With Seager, the runs came in bunches — but not consistently. The Rangers have 8.7 runs in their seven wins. The five losses? Just 1.2 runs per game.
The Rangers have won just one low-scoring game, a 2-1 victory over Philadelphia on April 2. The Rangers have been shut out twice. The most runs the Rangers have scored in a loss is three runs.
When the offense is on, it’s ON. When it’s not, well, you know the rest.
Second baseman Marcus Semien focused on the Rangers’ 8-5, 10-inning victory over Kansas City on Tuesday. The Rangers had a lead, lost it in the ninth inning and rallied on Heim’s walk-off home run.
The Rangers are going to have find ways to win games like that more often.
“Last year I felt like, with our bats, we had to put up a lot of runs sometimes,” Semien said. “That game was a comeback win and each side of the ball was picking the other up. We’ve had a couple of nights where we didn’t hit it at all and the pitching did its thing.”
The bats will have to pick it up. Seager was the only regular batting better than .300. The next closest is rookie Josh Jung, who is hitting .286.
Semien is part of a trio of regulars the Rangers could use help from. Semien is off to another slow start, though not quite as slow as last season, when he didn’t hit his first home run until mid-May. He’s batting .212 with a home run and seven RBI.
He doesn’t feel the pressure to produce, he said. But he knows it’s necessary with Seager out.
“A lot of the bats, myself included, need to be playing at a higher level,” Semien said.
Adolis García is another who can provide a boost. He’s batting .213 with two home runs and a team-high 11 RBI. He's batted .247 in two seasons with the Rangers.
Robbie Grossman is a another option. Given the left field job out of Spring Training, Grossman started the season in right field as a result of Leody Taveras’ injury. Taveras is back in center, which means Grossman can return to left and get his bat turned around. His average of .143 is worst among Rangers everyday players.
No one in the Rangers’ clubhouse wants to overreact to a two-week sample. The Rangers are better than .500, are off to their best start in a decade, are plus-five in wins over last season’s start and have been atop the American League West nearly every day this season.

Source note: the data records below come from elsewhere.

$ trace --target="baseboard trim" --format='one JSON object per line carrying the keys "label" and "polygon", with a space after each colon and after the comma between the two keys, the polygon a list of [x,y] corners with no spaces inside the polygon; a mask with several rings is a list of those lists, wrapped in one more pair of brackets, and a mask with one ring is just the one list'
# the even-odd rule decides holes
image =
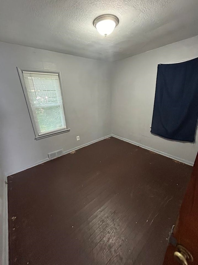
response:
{"label": "baseboard trim", "polygon": [[[5,178],[7,181],[7,177]],[[7,185],[4,184],[3,187],[3,249],[2,264],[8,265],[8,224],[7,200]]]}
{"label": "baseboard trim", "polygon": [[64,155],[67,155],[67,154],[69,154],[69,153],[71,153],[73,151],[76,151],[76,150],[80,149],[81,148],[82,148],[83,147],[85,147],[86,146],[89,146],[92,144],[94,144],[94,143],[96,143],[97,142],[99,142],[102,140],[104,140],[105,139],[106,139],[107,138],[108,138],[109,137],[110,137],[111,136],[112,136],[111,134],[109,134],[109,135],[107,135],[106,136],[105,136],[104,137],[102,137],[101,138],[99,138],[99,139],[97,139],[97,140],[94,140],[94,141],[92,141],[88,143],[87,143],[86,144],[84,144],[84,145],[82,145],[81,146],[79,146],[77,147],[75,147],[72,149],[70,149],[67,151],[65,151],[64,152]]}
{"label": "baseboard trim", "polygon": [[[85,147],[86,146],[88,146],[89,145],[91,145],[92,144],[93,144],[94,143],[96,143],[97,142],[99,142],[99,141],[101,141],[101,140],[104,140],[105,139],[106,139],[107,138],[108,138],[109,137],[110,137],[111,136],[111,134],[109,134],[108,135],[107,135],[106,136],[104,136],[103,137],[101,137],[101,138],[99,138],[98,139],[97,139],[96,140],[94,140],[93,141],[91,141],[91,142],[89,142],[88,143],[86,143],[85,144],[84,144],[80,146],[76,146],[76,147],[74,147],[74,148],[72,148],[72,149],[70,149],[69,150],[67,150],[67,151],[65,151],[64,152],[64,155],[66,155],[67,154],[68,154],[69,153],[71,153],[71,152],[72,152],[73,151],[75,151],[76,150],[78,150],[79,149],[80,149],[81,148],[82,148],[83,147]],[[16,172],[8,172],[8,173],[5,173],[5,175],[6,176],[11,176],[12,175],[13,175],[14,174],[16,174],[16,173],[18,173],[19,172],[21,172],[21,171],[23,171],[24,170],[25,170],[26,169],[28,169],[28,168],[33,168],[33,167],[35,167],[35,166],[37,166],[38,165],[40,165],[41,164],[43,164],[43,163],[45,163],[45,162],[47,162],[47,161],[49,161],[50,159],[48,158],[45,158],[45,159],[43,159],[42,160],[40,160],[40,161],[38,161],[37,162],[36,162],[35,163],[34,163],[33,164],[32,164],[31,165],[29,165],[28,166],[27,166],[26,167],[24,167],[22,168],[20,168],[18,170],[16,171]]]}
{"label": "baseboard trim", "polygon": [[194,164],[193,163],[191,162],[190,161],[188,161],[187,160],[185,160],[184,159],[182,159],[179,157],[177,157],[176,156],[174,156],[174,155],[170,155],[169,154],[167,154],[166,153],[164,153],[163,152],[162,152],[161,151],[159,151],[158,150],[157,150],[156,149],[154,149],[154,148],[149,147],[148,146],[146,146],[142,145],[141,144],[137,143],[136,142],[134,142],[133,141],[131,141],[131,140],[129,140],[128,139],[126,139],[126,138],[121,137],[120,136],[118,136],[118,135],[116,135],[115,134],[112,134],[111,136],[113,137],[115,137],[115,138],[117,138],[118,139],[119,139],[120,140],[122,140],[123,141],[124,141],[125,142],[127,142],[128,143],[140,146],[140,147],[144,148],[144,149],[146,149],[147,150],[149,150],[149,151],[151,151],[152,152],[154,152],[154,153],[156,153],[157,154],[161,155],[164,155],[164,156],[166,156],[167,157],[169,157],[169,158],[171,158],[172,159],[173,159],[174,160],[176,160],[177,161],[179,161],[179,162],[181,162],[182,163],[183,163],[184,164],[186,164],[187,165],[189,165],[190,166],[193,166]]}

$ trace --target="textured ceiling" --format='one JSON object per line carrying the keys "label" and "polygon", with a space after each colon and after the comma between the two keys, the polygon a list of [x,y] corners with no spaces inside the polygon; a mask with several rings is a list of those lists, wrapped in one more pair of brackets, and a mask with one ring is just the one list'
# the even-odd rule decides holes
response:
{"label": "textured ceiling", "polygon": [[[111,13],[120,22],[100,35],[93,22]],[[6,0],[0,41],[115,61],[198,35],[198,0]]]}

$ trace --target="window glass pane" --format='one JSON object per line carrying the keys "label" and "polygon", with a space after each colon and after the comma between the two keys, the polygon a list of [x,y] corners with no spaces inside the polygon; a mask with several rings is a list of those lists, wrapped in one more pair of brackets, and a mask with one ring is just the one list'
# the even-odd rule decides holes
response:
{"label": "window glass pane", "polygon": [[66,128],[58,75],[23,74],[38,135]]}

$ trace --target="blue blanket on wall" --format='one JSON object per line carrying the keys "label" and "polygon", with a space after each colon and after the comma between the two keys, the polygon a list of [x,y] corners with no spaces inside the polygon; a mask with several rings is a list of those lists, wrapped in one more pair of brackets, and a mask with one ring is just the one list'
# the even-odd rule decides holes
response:
{"label": "blue blanket on wall", "polygon": [[151,132],[194,142],[198,118],[198,58],[157,68]]}

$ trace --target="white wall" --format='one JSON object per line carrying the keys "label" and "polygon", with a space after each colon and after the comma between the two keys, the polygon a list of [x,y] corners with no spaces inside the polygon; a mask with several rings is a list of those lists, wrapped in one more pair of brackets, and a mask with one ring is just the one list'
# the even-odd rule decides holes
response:
{"label": "white wall", "polygon": [[[0,152],[6,175],[111,133],[108,63],[0,43]],[[16,66],[61,71],[70,132],[34,140]],[[80,135],[80,140],[76,141]]]}
{"label": "white wall", "polygon": [[8,265],[7,186],[0,167],[0,264]]}
{"label": "white wall", "polygon": [[115,62],[112,83],[113,134],[187,163],[194,162],[198,150],[197,142],[166,140],[152,135],[150,126],[157,65],[197,57],[198,47],[197,36]]}

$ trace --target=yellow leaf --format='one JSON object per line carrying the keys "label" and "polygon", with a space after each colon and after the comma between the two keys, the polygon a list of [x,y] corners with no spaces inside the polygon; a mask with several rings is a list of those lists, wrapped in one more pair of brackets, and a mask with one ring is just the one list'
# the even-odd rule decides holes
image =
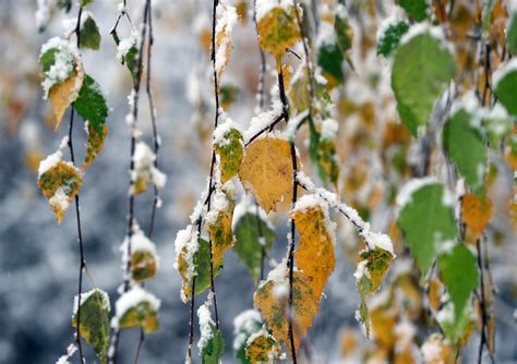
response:
{"label": "yellow leaf", "polygon": [[250,363],[274,363],[280,355],[280,345],[266,330],[261,330],[248,339],[245,356]]}
{"label": "yellow leaf", "polygon": [[217,190],[213,196],[214,208],[206,216],[206,230],[212,240],[212,258],[214,269],[223,266],[223,256],[236,243],[231,231],[231,219],[236,202],[231,195]]}
{"label": "yellow leaf", "polygon": [[75,70],[70,77],[50,88],[49,99],[52,105],[53,113],[56,114],[56,130],[59,129],[69,106],[77,98],[79,92],[83,86],[83,66],[76,61]]}
{"label": "yellow leaf", "polygon": [[479,238],[492,217],[493,206],[489,197],[479,197],[472,193],[466,194],[461,199],[461,216],[465,223],[474,235]]}
{"label": "yellow leaf", "polygon": [[[305,195],[302,198],[311,197]],[[314,205],[304,210],[294,209],[291,218],[300,232],[300,245],[294,252],[297,267],[310,279],[314,300],[318,302],[336,262],[327,211]]]}
{"label": "yellow leaf", "polygon": [[[297,165],[300,165],[297,158]],[[239,178],[266,213],[292,199],[292,160],[288,141],[266,136],[245,148]]]}
{"label": "yellow leaf", "polygon": [[[279,271],[279,269],[284,271]],[[287,295],[279,294],[279,292],[285,292],[286,288],[288,288],[288,269],[284,263],[272,272],[267,280],[258,286],[254,295],[254,305],[261,311],[273,336],[290,348],[287,316],[288,300]],[[284,279],[276,277],[280,275]],[[275,276],[275,278],[270,278],[273,276]],[[318,310],[318,301],[314,300],[311,281],[300,270],[293,272],[292,308],[294,348],[299,348],[300,341],[306,336],[306,331],[312,326],[312,321]]]}
{"label": "yellow leaf", "polygon": [[84,159],[81,170],[84,171],[91,162],[99,155],[103,150],[106,135],[108,134],[108,126],[106,123],[103,124],[103,135],[100,135],[95,128],[88,123],[88,142],[86,143],[86,158]]}
{"label": "yellow leaf", "polygon": [[273,8],[258,20],[257,29],[261,48],[276,59],[300,39],[294,7],[287,10],[280,5]]}
{"label": "yellow leaf", "polygon": [[[61,151],[58,151],[59,154]],[[48,199],[58,225],[61,223],[64,213],[69,208],[83,178],[71,162],[59,160],[38,178],[38,186],[43,195]]]}

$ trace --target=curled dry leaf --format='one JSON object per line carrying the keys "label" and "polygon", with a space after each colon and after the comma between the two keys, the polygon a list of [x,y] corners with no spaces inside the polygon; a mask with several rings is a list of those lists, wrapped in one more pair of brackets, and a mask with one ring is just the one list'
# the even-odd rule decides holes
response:
{"label": "curled dry leaf", "polygon": [[[299,160],[297,158],[297,163]],[[288,141],[266,136],[245,148],[239,178],[266,213],[292,198],[292,160]]]}
{"label": "curled dry leaf", "polygon": [[80,60],[75,60],[75,70],[70,77],[50,88],[49,99],[56,114],[56,130],[59,129],[64,112],[79,97],[83,86],[84,71]]}
{"label": "curled dry leaf", "polygon": [[58,161],[38,179],[38,186],[56,214],[58,225],[83,182],[82,173],[71,162]]}
{"label": "curled dry leaf", "polygon": [[309,278],[314,300],[318,301],[336,263],[333,233],[321,206],[294,211],[291,217],[300,232],[300,245],[294,252],[297,266]]}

There are plenty of positives heading into a series with Houston. But the defending World Series champion Astros have the Rangers’ number in Houston, going 29-5 there since 2019.
The Rangers have no choice but to find a way to maintain the momentum without Seager. Bochy has tread these waters plenty of times before.

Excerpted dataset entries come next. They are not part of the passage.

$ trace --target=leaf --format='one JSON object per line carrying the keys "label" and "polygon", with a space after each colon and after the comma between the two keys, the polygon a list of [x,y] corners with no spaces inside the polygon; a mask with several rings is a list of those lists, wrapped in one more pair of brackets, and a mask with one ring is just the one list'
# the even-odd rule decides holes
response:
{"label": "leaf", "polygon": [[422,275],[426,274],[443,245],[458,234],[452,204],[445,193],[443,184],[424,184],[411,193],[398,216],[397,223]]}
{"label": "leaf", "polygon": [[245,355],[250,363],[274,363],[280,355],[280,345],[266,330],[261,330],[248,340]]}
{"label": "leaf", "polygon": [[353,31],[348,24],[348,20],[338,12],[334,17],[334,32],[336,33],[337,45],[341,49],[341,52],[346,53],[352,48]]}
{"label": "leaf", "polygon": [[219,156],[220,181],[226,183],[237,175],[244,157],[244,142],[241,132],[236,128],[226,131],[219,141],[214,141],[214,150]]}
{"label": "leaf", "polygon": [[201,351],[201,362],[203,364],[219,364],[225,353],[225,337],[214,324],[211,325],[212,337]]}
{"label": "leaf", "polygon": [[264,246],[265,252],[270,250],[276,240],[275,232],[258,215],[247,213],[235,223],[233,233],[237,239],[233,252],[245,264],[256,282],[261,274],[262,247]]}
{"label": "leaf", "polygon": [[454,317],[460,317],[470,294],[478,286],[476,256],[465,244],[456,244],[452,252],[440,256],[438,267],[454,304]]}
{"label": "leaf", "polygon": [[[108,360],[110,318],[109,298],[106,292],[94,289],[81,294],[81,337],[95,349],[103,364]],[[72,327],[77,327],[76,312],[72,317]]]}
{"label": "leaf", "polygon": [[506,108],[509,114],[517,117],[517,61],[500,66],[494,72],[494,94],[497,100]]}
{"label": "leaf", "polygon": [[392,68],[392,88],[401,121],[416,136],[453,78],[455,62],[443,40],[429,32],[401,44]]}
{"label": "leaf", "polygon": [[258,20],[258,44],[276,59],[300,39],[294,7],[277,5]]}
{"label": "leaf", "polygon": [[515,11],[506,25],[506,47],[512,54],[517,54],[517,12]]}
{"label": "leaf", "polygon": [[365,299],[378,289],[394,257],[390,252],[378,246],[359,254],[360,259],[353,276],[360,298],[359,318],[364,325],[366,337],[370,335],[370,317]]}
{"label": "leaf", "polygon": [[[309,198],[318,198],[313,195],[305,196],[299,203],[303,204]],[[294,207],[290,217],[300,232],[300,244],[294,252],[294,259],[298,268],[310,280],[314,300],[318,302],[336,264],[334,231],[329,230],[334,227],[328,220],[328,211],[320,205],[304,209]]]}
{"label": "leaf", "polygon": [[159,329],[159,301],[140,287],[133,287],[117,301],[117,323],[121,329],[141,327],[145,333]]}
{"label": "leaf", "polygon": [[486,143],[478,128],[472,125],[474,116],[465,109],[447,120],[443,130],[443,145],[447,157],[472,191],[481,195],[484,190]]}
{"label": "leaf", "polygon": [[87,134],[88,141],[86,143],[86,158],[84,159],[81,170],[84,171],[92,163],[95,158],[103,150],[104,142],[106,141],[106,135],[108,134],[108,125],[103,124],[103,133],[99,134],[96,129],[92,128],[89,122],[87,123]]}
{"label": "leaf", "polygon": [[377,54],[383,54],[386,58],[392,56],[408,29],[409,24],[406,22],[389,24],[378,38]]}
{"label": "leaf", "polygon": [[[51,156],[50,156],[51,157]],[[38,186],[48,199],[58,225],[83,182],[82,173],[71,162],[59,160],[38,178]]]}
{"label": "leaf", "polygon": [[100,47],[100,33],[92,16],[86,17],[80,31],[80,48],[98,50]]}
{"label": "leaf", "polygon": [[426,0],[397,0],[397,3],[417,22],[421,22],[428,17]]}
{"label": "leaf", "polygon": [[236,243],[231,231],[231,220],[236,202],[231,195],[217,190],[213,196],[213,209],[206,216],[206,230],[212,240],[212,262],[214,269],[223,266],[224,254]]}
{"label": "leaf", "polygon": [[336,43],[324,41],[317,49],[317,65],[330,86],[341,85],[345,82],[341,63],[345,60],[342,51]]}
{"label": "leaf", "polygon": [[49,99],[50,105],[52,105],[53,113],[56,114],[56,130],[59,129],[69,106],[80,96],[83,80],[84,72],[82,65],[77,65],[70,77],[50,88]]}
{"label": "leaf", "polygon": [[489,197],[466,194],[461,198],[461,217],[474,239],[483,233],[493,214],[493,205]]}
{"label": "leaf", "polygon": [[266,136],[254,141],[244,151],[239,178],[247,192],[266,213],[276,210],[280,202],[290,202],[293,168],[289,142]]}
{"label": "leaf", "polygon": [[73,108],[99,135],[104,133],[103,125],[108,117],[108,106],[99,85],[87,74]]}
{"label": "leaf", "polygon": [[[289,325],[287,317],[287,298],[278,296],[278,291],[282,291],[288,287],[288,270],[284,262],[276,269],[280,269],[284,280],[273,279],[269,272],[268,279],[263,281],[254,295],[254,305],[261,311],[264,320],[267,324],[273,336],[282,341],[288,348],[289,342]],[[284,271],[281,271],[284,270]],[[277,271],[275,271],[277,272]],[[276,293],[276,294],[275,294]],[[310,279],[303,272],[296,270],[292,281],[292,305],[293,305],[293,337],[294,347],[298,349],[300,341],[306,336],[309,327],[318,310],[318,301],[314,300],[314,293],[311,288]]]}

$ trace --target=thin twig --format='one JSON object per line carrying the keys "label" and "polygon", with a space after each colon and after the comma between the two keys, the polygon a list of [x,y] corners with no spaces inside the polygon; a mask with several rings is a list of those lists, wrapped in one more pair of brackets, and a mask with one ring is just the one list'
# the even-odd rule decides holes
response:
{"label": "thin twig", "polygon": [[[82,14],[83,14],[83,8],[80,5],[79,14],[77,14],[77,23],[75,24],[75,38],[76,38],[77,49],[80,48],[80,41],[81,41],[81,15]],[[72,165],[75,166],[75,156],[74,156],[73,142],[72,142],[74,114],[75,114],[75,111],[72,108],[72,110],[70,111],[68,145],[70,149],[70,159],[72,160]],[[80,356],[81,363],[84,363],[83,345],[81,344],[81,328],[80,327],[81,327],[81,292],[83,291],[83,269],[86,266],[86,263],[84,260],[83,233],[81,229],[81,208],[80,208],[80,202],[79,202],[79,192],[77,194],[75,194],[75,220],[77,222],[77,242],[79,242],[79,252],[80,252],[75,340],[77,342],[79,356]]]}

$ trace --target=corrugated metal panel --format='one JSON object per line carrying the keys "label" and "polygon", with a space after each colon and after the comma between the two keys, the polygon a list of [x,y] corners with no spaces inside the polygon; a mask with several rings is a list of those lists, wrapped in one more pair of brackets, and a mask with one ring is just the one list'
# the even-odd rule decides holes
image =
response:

“Every year you go into your season and you’re hoping you don’t have to deal with it,” Bochy said. “You know it’s probably going to happen and players need to know that and I think they do.
“What I’ve seen and what we try to do when this does happen is hunker down and just come together, you know, and pick up the slack any way we can and I’ve seen some really good things happen.”